Aveva 41 anni ed è morto a causa dello schianto del suo elicottero, sui cui viaggiava anche una delle figlie, Gianna Maria, 13 anni. Bryant è stato uno dei simboli del basket Nba. Dall'infanzia in Italia all'Oscar vinto dopo il ritiro, ecco la storia del "Black Mamba"

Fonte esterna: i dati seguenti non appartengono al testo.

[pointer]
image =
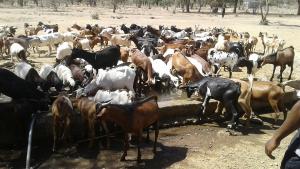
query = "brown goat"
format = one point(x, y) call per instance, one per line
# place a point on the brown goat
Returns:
point(124, 54)
point(141, 60)
point(133, 118)
point(281, 58)
point(87, 109)
point(184, 68)
point(62, 110)
point(271, 93)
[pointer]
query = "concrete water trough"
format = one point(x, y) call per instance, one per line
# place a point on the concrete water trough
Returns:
point(174, 111)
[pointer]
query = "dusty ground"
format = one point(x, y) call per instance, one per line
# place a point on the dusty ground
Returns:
point(184, 147)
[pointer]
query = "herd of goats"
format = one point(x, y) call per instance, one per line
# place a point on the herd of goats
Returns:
point(121, 83)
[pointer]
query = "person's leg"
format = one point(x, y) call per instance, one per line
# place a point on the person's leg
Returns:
point(292, 163)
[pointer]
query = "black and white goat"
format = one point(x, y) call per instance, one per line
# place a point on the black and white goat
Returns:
point(224, 90)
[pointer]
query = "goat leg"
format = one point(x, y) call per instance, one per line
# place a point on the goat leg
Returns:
point(274, 67)
point(54, 134)
point(104, 125)
point(156, 126)
point(126, 146)
point(282, 68)
point(91, 133)
point(139, 138)
point(290, 76)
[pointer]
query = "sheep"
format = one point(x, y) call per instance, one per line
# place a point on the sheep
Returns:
point(18, 51)
point(65, 74)
point(133, 118)
point(62, 110)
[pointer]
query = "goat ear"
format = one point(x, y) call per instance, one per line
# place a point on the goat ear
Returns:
point(183, 87)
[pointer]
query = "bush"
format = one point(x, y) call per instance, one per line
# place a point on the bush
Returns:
point(95, 16)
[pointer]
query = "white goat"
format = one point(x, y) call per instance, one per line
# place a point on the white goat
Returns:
point(116, 97)
point(18, 51)
point(22, 69)
point(221, 58)
point(222, 44)
point(63, 50)
point(65, 74)
point(116, 78)
point(161, 68)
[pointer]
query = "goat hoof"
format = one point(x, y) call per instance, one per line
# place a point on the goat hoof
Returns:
point(122, 158)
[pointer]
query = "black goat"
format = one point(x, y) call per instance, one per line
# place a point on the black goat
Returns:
point(224, 90)
point(13, 86)
point(106, 58)
point(281, 58)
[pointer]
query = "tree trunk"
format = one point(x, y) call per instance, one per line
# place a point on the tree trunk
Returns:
point(235, 6)
point(298, 7)
point(187, 5)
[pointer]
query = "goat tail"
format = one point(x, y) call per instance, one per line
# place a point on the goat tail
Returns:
point(153, 97)
point(282, 86)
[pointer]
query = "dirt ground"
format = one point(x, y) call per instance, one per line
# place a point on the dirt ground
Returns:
point(198, 146)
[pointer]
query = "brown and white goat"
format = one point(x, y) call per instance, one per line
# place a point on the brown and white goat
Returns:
point(184, 68)
point(271, 93)
point(87, 109)
point(133, 118)
point(281, 58)
point(62, 111)
point(142, 61)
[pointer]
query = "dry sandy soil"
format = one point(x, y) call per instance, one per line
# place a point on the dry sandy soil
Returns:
point(207, 147)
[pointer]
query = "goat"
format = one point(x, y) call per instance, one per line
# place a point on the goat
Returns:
point(47, 73)
point(13, 86)
point(82, 44)
point(271, 93)
point(87, 109)
point(141, 60)
point(46, 26)
point(28, 73)
point(182, 66)
point(162, 69)
point(133, 118)
point(221, 58)
point(118, 39)
point(63, 50)
point(30, 30)
point(281, 58)
point(108, 57)
point(253, 64)
point(115, 97)
point(116, 78)
point(17, 50)
point(62, 110)
point(223, 90)
point(65, 74)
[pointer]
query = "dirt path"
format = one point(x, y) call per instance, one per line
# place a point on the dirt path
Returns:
point(206, 146)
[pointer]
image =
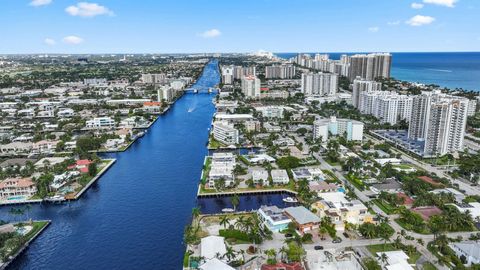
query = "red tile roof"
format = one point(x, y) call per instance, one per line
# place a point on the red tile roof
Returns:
point(427, 211)
point(83, 162)
point(152, 103)
point(429, 180)
point(406, 199)
point(283, 266)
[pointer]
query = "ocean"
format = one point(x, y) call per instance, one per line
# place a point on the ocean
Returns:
point(446, 69)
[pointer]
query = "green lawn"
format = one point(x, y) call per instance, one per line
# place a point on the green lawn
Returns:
point(386, 207)
point(331, 177)
point(214, 144)
point(429, 266)
point(390, 247)
point(408, 227)
point(357, 182)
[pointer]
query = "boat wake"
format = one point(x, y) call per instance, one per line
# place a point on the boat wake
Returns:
point(440, 70)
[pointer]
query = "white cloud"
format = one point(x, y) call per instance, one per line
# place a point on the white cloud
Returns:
point(72, 40)
point(85, 9)
point(49, 41)
point(420, 20)
point(446, 3)
point(38, 3)
point(416, 5)
point(212, 33)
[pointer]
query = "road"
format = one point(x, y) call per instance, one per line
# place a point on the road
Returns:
point(365, 199)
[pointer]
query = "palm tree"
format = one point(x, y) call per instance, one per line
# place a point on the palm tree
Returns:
point(196, 214)
point(235, 201)
point(239, 223)
point(283, 252)
point(272, 256)
point(384, 258)
point(230, 254)
point(225, 221)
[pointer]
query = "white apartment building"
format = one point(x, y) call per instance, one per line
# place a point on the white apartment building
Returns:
point(352, 129)
point(165, 93)
point(370, 66)
point(440, 121)
point(322, 84)
point(271, 111)
point(388, 107)
point(154, 78)
point(100, 123)
point(360, 85)
point(13, 187)
point(251, 86)
point(227, 74)
point(221, 167)
point(280, 71)
point(225, 133)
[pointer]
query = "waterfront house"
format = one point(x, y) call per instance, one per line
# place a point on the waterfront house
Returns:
point(340, 210)
point(308, 173)
point(280, 177)
point(215, 264)
point(211, 246)
point(303, 219)
point(225, 133)
point(260, 176)
point(283, 266)
point(14, 187)
point(100, 123)
point(273, 218)
point(16, 148)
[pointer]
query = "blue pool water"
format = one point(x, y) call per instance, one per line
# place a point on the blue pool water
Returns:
point(452, 70)
point(134, 216)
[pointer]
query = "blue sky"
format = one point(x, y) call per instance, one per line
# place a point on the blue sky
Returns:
point(159, 26)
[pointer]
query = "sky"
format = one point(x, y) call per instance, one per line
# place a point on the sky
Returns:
point(191, 26)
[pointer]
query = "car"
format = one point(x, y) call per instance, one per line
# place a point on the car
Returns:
point(337, 240)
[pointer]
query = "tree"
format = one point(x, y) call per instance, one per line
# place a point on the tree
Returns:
point(235, 201)
point(92, 169)
point(371, 264)
point(225, 221)
point(272, 256)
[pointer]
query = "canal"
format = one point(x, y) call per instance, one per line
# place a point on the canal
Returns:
point(134, 216)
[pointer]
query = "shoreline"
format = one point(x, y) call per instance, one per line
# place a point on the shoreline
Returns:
point(26, 244)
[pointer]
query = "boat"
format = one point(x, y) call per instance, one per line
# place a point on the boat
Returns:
point(55, 199)
point(290, 200)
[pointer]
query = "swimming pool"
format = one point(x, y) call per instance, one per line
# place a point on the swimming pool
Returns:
point(17, 198)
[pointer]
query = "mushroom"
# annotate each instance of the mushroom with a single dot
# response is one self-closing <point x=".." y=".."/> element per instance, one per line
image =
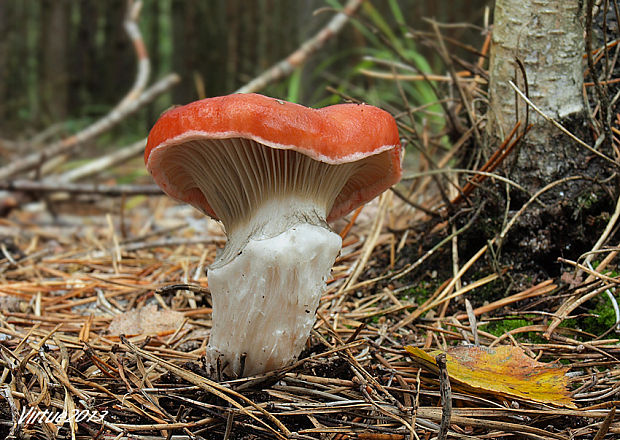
<point x="273" y="173"/>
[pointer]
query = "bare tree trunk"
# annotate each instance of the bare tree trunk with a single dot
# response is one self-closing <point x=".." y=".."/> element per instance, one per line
<point x="54" y="61"/>
<point x="547" y="37"/>
<point x="539" y="45"/>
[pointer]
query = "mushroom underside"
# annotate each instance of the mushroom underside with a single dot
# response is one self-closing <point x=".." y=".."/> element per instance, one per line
<point x="267" y="283"/>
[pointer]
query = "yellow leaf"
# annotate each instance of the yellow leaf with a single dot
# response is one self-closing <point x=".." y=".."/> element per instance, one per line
<point x="504" y="370"/>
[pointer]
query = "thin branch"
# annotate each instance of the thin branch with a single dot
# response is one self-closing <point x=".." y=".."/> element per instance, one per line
<point x="286" y="66"/>
<point x="561" y="127"/>
<point x="79" y="188"/>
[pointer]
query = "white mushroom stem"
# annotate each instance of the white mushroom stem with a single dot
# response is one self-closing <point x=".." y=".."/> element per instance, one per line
<point x="267" y="283"/>
<point x="266" y="296"/>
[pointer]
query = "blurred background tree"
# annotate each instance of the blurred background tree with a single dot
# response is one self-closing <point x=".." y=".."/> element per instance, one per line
<point x="64" y="63"/>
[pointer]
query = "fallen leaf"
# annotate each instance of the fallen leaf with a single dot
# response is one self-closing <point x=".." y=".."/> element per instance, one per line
<point x="146" y="320"/>
<point x="504" y="370"/>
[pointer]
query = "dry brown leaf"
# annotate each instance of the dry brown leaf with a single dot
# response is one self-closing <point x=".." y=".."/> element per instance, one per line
<point x="504" y="370"/>
<point x="146" y="320"/>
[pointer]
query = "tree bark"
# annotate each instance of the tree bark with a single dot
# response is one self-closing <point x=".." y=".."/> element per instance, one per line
<point x="547" y="37"/>
<point x="539" y="46"/>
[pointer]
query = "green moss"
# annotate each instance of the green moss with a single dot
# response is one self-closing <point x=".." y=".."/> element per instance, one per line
<point x="604" y="316"/>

“Mamba out”. Sono state le ultime parole da giocatore di Kobe Bryant, morto domenica 26 gennaio in un incidente aereo insieme ad altre otto persone, tra cui anche una delle quattro figlie, Gianna Maria, 13 anni (FOTO STORY - VIDEO E FOTO DELL'INCIDENTE). A poche ore di distanza dalla notizia della sua scomparsa, le bacheche social di tutto il mondo sono state sommerse da messaggi di cordoglio provenienti da sportivi, politici e semplici tifosi (L'ADDIO DEI FAN LAKERS), che hanno usato questa frase come un triste ritornello per ricordare uno dei giocatori di basket più famoso ed amato della storia dell’Nba e della pallacanestro mondiale. Anche il campionato americano si è fermato per rendergli omaggio, tra minuti di silenzio e la commozione dei suoi ex compagni di squadra (LEBRON JAMES PIANGE PER LA MORTE DI KOBE).

Dall'Italia agli Usa

Kobe era nato a Filadelfia il 23 agosto 1978. Figlio d’arte (suo padre è l'ex cestista Joe Bryant), ha trascorso diversi anni in Italia, seguendo la carriera di “Jellybean” Byant sui parquet di Pistoia, Rieti, Reggio Calabria e Reggio Emilia. Parlava benissimo in italiano, come testimoniano le diverse interviste rilasciate negli anni a tv e radio del nostro Paese, dove tornava spesso per trascorrere le vacanze. Il suo legame con l’Italia era così forte da aver spinto le figlie (tutte con nomi legati all'Italia: Gianna Maria, Bianka Bella, Natalia Diamante e Capri Kobe) a studiare l’italiano. A soli 18 anni fa il suo l’esordio nel massimo campionato professionistico americano, dove viene scelto dai Charlotte Hornets per poi essere ceduto ai Los Angeles Lakers, che diventeranno la sua “casa” cestistica per i successivi vent’anni.

I Lakers

Con la maglia numero 8 (diventata poi 24, entrambe ritirate dalla società dopo il suo ritiro) Kobe Bryant ha vinto tutto: cinque “anelli”, cioè il campionato Nba, due titoli di Mvp (miglior giocatore) delle finali del 2009 e 2010, due titoli di capocannoniere della stagione regolare. Dal 2007 al 2012 ha giocato anche nella nazionale Usa, con cui ha vinto due medaglie d’oro alle olimpiadi di Pechino 2008 e Londra 2012.

Il soprannome Black Mamba

Kobe era conosciuto come “the Black Mamba”: il nomignolo era nato proprio da Kobe dopo aver visto “kill Bill2”, dove si parlava del velenossissimo serpente nero che, secondo il giocatore, ricordava il suo modo di muoversi sul campo da basket.

Il ritiro

Nell’aprile 2016, dopo le ultime stagioni segnate da diversi infortuni, Bryant lascia il basket professionistico con un’ultima partita in cui segna 60 punti contro gli Utah Jazz. Qualche mese prima era apparsa sul sito "The Players Tribune” la sua lettera di addio allo sport, intitolata “Dear Basketball”. Un testo che diventa un cortometraggio, con cui nel 2018 Bryant diventa il primo cestista Nba a vincere anche un Oscar. Tra i passaggi più celebri, la frase finale, che - oggi - suona quasi come una sorta di testamento: "Ci siamo dati l’un l’altro tutto. Ed entrambi sappiamo che, qualsiasi cosa farò, sarò sempre quel bambino con i calzettoni, il cestino della spazzatura nell’angolo e 5 secondi ancora sul cronometro, palla in mano. 5… 4… 3… 2… 1".